With the YMUW, boys are initiated by experienced older males who know what they are going through and who are trained and prepared to give those boys a weekend crammed with the one thing they most crave: the unconditional respect of adults, especially elder males.

The heart of the YMUW is the initiation ritual itself, a “ceremony of grieving,” which takes place at a bonfire near midnight on the second night. The initiation has come to be known as the Hundred Man Ceremony, because of the presence of a large number of men from the surrounding community. The initiation allows each boy to individually express everything he is angry, sad or unhappy about, and to grieve loudly and openly, with as much intensity as necessary, for the losses and sorrows he has known and to mourn the end of his childhood.

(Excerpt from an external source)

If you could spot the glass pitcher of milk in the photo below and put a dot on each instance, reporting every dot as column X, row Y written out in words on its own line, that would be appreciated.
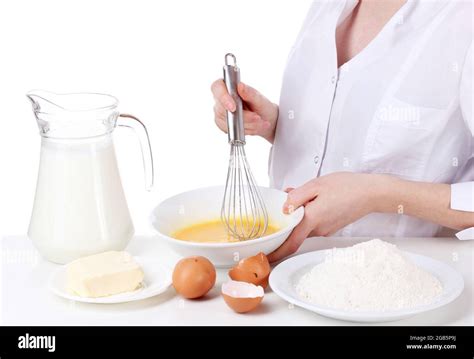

“It’s all very Lord of the Rings–ish,” Schillinger laughs, “but I can’t tell you how powerful it is to watch these young men be welcomed into manhood by this ring of men, to watch boys stepping up to adulthood and changing into responsible, respectful men right before our eyes.”

Perhaps the most significant part of the weekend occurs the next day, when Schillinger meets with the attendees’ parents, charging them to try to see their sons with new eyes.

Says Schillinger, “I always tell them, the mothers and fathers who’ve come to pick up their kids, ‘Your sons have just gone through a life-changing experience. This wasn’t easy. Can you look past the boys they’ve been and respect them for the men they are? They are only 20 or 30 years younger than you, and in a 15-billion-year-old universe, that ain’t very much. Can you stop making your kid your therapist, can you stop taking out your life frustrations on them, can you model what is right for you all the time? Can you inspire them to live the right life?’

“Young men want to make their communities and their families and their world safe,” he continues. “They have been suffering because society, in general, has come to look down on young men, viewing them as potentially dangerous, as lazy, as stupid. So why are we so surprised when our sons start acting that way?”

Schillinger, who sees YMUW as the blueprint for a kind of alternative Boy Scouts that he predicts will be developed over the next decade, and who plans to launch a Young Women’s Ultimate Weekend in 2008, believes that these structured initiations are just one more sign that the days in which boys were left to fend for themselves, or to find their own initiation though gangs, drugs or violence, are coming to an end. It’s up to the adults, he says, to force themselves to see the man in the boy, and to make a conscious effort to give the young men of their communities the benefit of their own experiences.

“Young men don’t need to be fixed,” he says. “They need to be told that they are already fixed, that they are fine, that there is nothing wrong with them. Young men today need to feel that they are worthy of respect—because they are.”